TRIGGER WARNING: THIS PIECE DISCUSSES SEXUAL ASSAULT AND HARASSMENT
Some of you may remember back in 2017 when the report conducted by the Australian Human Rights Commission: ‘Change the Course: National report on sexual assault and sexual harassment at Australian universities’ was released. Its findings were damning; pretty much across the board.
For those of us who don’t remember, here are some of the headline findings:
- 51% of students were sexually harassed on at least one occasion in 2016.
- 26% of students were sexually harassed at university (or a related setting) or during their travel to university in that same year.
- The most common setting for students’ most recent incidents of sexual harassment were public transport to or from university.
- 22% of students had experienced technology- based sexual harassment. This included repeated or inappropriate advances via technology or sexually explicit emails and texts.
One of the unsurprising, but upsetting, findings was that bystanders were generally unprepared or inactive in a university setting. According to the report, 25% of students witnessed another student being sexually harassed in 2016; but only 1 in 5 (21%) of them took some action in response. For sexual assault, 1.1% of students witnessed an incident but only 1 in 3 (37%) of those people acted.
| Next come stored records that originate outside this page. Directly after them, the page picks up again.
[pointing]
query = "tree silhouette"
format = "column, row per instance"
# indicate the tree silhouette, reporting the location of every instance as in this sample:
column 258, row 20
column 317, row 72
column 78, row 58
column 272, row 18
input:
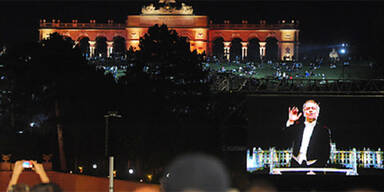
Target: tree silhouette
column 167, row 58
column 54, row 78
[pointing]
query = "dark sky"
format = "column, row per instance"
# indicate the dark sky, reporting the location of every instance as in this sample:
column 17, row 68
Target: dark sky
column 321, row 22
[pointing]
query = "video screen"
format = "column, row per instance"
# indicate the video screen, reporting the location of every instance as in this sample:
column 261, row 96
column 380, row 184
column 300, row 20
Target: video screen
column 325, row 133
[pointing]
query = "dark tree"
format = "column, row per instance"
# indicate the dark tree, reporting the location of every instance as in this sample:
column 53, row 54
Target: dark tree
column 54, row 79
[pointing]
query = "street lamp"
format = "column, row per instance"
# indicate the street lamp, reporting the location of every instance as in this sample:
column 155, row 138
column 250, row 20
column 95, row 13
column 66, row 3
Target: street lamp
column 107, row 116
column 111, row 170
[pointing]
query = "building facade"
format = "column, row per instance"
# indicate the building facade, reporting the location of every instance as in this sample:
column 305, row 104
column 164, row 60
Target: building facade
column 200, row 31
column 258, row 159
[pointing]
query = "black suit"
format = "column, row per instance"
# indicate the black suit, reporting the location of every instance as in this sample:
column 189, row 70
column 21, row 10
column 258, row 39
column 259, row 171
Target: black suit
column 319, row 143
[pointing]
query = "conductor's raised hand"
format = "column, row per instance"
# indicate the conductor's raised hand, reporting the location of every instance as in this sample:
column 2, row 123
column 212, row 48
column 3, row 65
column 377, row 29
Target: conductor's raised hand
column 293, row 114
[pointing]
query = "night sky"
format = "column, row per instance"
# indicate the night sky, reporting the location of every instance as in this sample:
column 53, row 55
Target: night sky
column 321, row 23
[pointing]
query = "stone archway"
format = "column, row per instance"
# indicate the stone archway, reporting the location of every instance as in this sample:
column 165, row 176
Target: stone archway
column 253, row 52
column 218, row 48
column 101, row 46
column 119, row 45
column 272, row 48
column 84, row 46
column 236, row 49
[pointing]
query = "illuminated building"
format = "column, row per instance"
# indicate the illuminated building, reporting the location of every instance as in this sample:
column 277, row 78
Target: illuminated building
column 260, row 159
column 201, row 33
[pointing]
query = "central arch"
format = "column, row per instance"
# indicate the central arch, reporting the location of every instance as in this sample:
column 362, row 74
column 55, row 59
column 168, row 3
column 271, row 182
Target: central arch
column 253, row 53
column 235, row 50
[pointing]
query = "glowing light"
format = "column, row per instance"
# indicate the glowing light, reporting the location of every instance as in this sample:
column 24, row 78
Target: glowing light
column 149, row 176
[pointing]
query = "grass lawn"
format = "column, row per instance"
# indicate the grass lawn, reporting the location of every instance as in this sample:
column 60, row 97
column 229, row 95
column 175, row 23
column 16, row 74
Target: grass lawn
column 355, row 70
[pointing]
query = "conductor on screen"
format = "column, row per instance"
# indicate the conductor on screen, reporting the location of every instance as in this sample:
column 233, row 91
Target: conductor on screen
column 310, row 139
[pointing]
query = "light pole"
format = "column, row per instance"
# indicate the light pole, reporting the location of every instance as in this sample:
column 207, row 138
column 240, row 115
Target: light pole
column 107, row 116
column 110, row 172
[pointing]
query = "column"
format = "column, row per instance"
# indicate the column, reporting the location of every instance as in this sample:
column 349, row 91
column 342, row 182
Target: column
column 109, row 48
column 262, row 48
column 280, row 52
column 296, row 53
column 75, row 43
column 227, row 47
column 92, row 48
column 244, row 49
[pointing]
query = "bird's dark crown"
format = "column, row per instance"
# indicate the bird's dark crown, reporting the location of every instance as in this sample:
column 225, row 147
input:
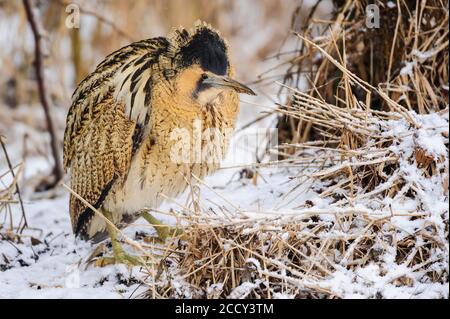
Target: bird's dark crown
column 202, row 45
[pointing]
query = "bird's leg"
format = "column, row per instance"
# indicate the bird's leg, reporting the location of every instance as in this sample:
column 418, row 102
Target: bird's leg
column 163, row 231
column 120, row 257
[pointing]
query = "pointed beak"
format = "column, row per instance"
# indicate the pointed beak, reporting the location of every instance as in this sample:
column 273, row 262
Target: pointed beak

Their reasoning was generally that they didn’t believe the incident was serious enough for intervention, or that they didn’t know what to do.
An area in which universities could affect change is their facilitation and encouragement of reporting given that sexual harassment and assault are chronically underreported. In 94% of sexual harassment cases and 87% of sexual assault cases, no report was made to that student’s university.
Part of QUT’s response to the report’s findings included setting up the Student Sexual Harassment and Assault Working Party, which evaluates the University’s processes for how they could better support students and staff.One thing we could all do to help is to complete the online module on Blackboard. While it would be wonderful for the module to be compulsory; right now, it is suggested to all incoming students, but has yet to gain traction among existing students.
The module goes through many scenarios to educate students on how to identify sexual harassment and assault. It also walks students through their rights and responsibilities as QUT students, problem behaviours, healthy relationships, alcohol and other drugs, and safe bystander intervention.”
If you would like to complete the module (it takes about 30 minutes), you can do so here.
For some more extensive training, you could also undertake MATE Bystanders training, which takes about 3 hours and teaches its participants how to be effective bystanders and keep others safe.
Though, a quick disclaimer: the module does contain mentions of sexual assault, harassment, domestic abuse and related themes. If this content is likely to distress you, then please don’t undertake the module. You can also find any support you may need here.
The more students complete this module and become more aware of the prevalence of sexual assault and harassment, the closer we are to substantive change at QUT and at universities around Australia. This is just a small way to play your part!